– Но Вы говорите о великодушных идеях, об очеловечении. Разве не найдётся великодушных идей без войны? Напротив, во время мира им ещё удобнее развиться.
– Совершенно напротив, совершенно обратно. Великодушие гибнет в периоды долгого мира, а вместо него являются цинизм, равнодушие, скука и много-много что злобная насмешка, да и то почти для праздной забавы, а не для дела. Положительно можно сказать, что долгий мир ожесточает людей. В долгий мир социальный перевес всегда переходит на сторону всего, что есть дурного и грубого в человечестве, – главное к богатству и капиталу. Честь, человеколюбие, самопожертвование ещё уважаются, ещё ценятся, стоят высоко сейчас после войны, но чем дольше продолжается мир – все эти прекрасные великодушные вещи бледнеют, засыхают, мертвеют, а богатство, стяжание захватывают всё. Остаётся под конец лишь одно лицемерие – лицемерие чести, самопожертвования, долга, так что, пожалуй, их ещё и будут продолжать уважать, несмотря на весь цинизм, но только лишь на красных словах для формы. Настоящей чести не будет, а останутся формулы. Формулы чести – это смерть чести. Долгий мир производит апатию, низменность мысли, разврат, притупляет чувства. Наслаждения не утончаются, а грубеют. Грубое богатство не может наслаждаться великодушием, а требует наслаждений более скоромных, более близких к делу, то есть к прямейшему удовлетворению плоти. Наслаждения становятся плотоядными. Сластолюбие вызывает сладострастие, а сладострастие всегда жестокость. Вы никак не можете всего этого отрицать, потому что нельзя отрицать главного факта: что социальный перевес во время долгого мира всегда под конец переходит к грубому богатству.
– Но наука, искусства – разве в продолжение войны они могут развиваться; а это великие и великодушные идеи.
– Тут-то я Вас и ловлю. Наука и искусства именно развиваются всегда в первый период после войны. Война их обновляет, освежает, вызывает, крепит мысли и даёт толчок. Напротив, в долгий мир и наука глохнет. Без сомнения, занятие наукой требует великодушия, даже самоотвержения. Но многие ли из учёных устоят перед язвой мира? Ложная честь, самолюбие, сластолюбие захватят и их. Справьтесь, например, с такою страстью, как зависть: она груба и пошла, но она проникнет и в самую благородную душу учёного. Захочется и ему участвовать во всеобщей сущности, в блеске. Что значит перед торжеством богатства торжество какого-нибудь научного открытия, если только оно не будет так эффектно, как, например, открытие планеты Нептун. Много ли останется истинных тружеников, как Вы думаете? Напротив, захочется славы, вот и явится в науке шарлатанство, гоньба за эффектом, а пуще и то утилитаризм, потому что захочется и богатства. В искусстве то же самое: такая же погоня за эффектом, за какою-нибудь утончённостью. Простые, ясные, великодушные и здоровые идеи будут уже не в моде: понадобится что-нибудь гораздо поскоромнее; понадобится искусственность страстей. Мало-помалу утратится чувство меры и гармонии; явятся искривления чувств и страстей, так называемые утончённости чувства, которые в сущности только их огрубелость. Вот этому-то всему подчиняется всегда искусство в конце долгого мира. Если б не было на свете войны, искусство бы заглохло окончательно. Все лучшие идеи искусства даны войной, борьбой. Подите в трагедию, смотрите на статуи: вот Гораций Корнеля, вот Аполлон Бельведерский, поражающий чудовище…

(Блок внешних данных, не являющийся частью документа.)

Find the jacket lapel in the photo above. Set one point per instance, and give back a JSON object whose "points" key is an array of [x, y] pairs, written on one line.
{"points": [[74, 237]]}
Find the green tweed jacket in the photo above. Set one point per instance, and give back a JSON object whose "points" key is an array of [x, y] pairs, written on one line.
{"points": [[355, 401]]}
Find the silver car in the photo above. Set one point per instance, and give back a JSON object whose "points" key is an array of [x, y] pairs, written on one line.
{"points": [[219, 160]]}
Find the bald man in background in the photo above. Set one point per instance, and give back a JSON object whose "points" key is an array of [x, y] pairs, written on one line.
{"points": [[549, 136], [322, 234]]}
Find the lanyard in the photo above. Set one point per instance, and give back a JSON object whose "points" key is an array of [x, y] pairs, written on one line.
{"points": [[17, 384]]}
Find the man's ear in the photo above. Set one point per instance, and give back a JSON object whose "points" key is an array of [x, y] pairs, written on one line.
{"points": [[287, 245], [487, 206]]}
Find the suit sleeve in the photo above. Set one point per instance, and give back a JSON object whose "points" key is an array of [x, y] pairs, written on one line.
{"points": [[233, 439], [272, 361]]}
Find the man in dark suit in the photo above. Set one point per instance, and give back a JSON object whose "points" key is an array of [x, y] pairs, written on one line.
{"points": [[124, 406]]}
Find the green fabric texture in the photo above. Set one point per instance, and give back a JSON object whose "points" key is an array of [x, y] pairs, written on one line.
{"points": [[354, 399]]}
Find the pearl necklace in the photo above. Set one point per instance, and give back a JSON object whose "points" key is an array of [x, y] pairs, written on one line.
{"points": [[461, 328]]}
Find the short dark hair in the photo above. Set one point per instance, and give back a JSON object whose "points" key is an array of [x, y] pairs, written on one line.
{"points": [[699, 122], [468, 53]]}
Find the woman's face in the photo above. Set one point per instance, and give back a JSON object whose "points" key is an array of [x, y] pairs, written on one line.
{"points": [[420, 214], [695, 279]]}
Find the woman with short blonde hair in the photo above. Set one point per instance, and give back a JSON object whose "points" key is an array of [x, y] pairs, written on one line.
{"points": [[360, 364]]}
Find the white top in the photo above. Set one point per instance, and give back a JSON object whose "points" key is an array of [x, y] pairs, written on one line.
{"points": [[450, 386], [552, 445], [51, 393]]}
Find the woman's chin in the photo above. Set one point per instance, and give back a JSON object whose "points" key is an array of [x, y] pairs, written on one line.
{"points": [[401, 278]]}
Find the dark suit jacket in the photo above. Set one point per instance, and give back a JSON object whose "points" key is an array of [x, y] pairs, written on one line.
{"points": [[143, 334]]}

– А Мадонны, а христианство?
– Христианство само признаёт факт войны и пророчествует, что меч не прейдёт до кончины мира: это очень замечательно и поражает. О, без сомнения, в высшем, в нравственном смысле оно отвергает войны и требует братолюбия. Я сам первый возрадуюсь, когда раскуют мечи на орала. Но вопрос: когда это может случиться? И стоит ли расковывать теперь мечи на орала? Теперешний мир всегда и везде хуже войны, до того хуже, что даже безнравственно становится под конец его поддерживать: нечего ценить, совсем нечего сохранять, совестно и по шло сохранять. Богатство, грубость наслаждений порождают лень, а лень порождает рабов. Чтоб удержать рабов в рабском состоянии, надо отнять от них свободную волю и возможность просвещения. Ведь Вы же не можете не нуждаться в рабе, кто бы Вы ни были, даже если Вы самый гуманнейший человек? Замечу ещё, что в период мира укореняется трусливость и бесчестность. Человек по природе своей страшно наклонен к трусливости и бесстыдству и отлично про себя это знает; вот почему, может быть, он так и жаждет войны и так любит войну: он чувствует в ней лекарство. Война развивает братолюбие и соединяет народы.
– Как соединяет народы?
– Заставляя их взаимно уважать друг друга. Война освежает людей. Человеколюбие всего более развивается лишь на поле битвы. Это даже странный факт, что война менее обозляет, чем мир. В самом деле, какая-нибудь политическая обида в мирное время, какой-нибудь нахальный договор, политическое давление, высокомерный запрос – вроде как делала нам Европа в 63-м году – гораздо более обозляют, чем откровенный бой. Вспомните, ненавидели ли мы французов и англичан во время Крымской кампании? Напротив, как будто ближе сошлись с ними, как будто породнились даже. Мы интересовались их мнением о нашей храбрости, ласкали их пленных; наши солдаты и офицеры выходили на аванпосты во время перемирий и чуть не обнимались с врагами, даже пили водку вместе. Россия читала про это с наслаждением в газетах, что не мешало, однако же, великолепно драться. Развивался рыцарский дух. А про материальные бедствия войны я и говорить не стану: кто не знает закона, по которому после войны всё как бы воскресает силами. Экономические силы страны возбуждаются в десять раз, как будто грозовая туча пролилась обильным дождём над иссохшею почвой. Пострадавшим от войны сейчас же и все помогают, тогда как во время мира целые области могут вымирать с голоду, прежде чем мы почешемся или дадим три целковых.
– Но разве народ не страдает в войну больше всех, не несёт разорения и тягостей, неминуемых и несравненно больших, чем высшие слои общества?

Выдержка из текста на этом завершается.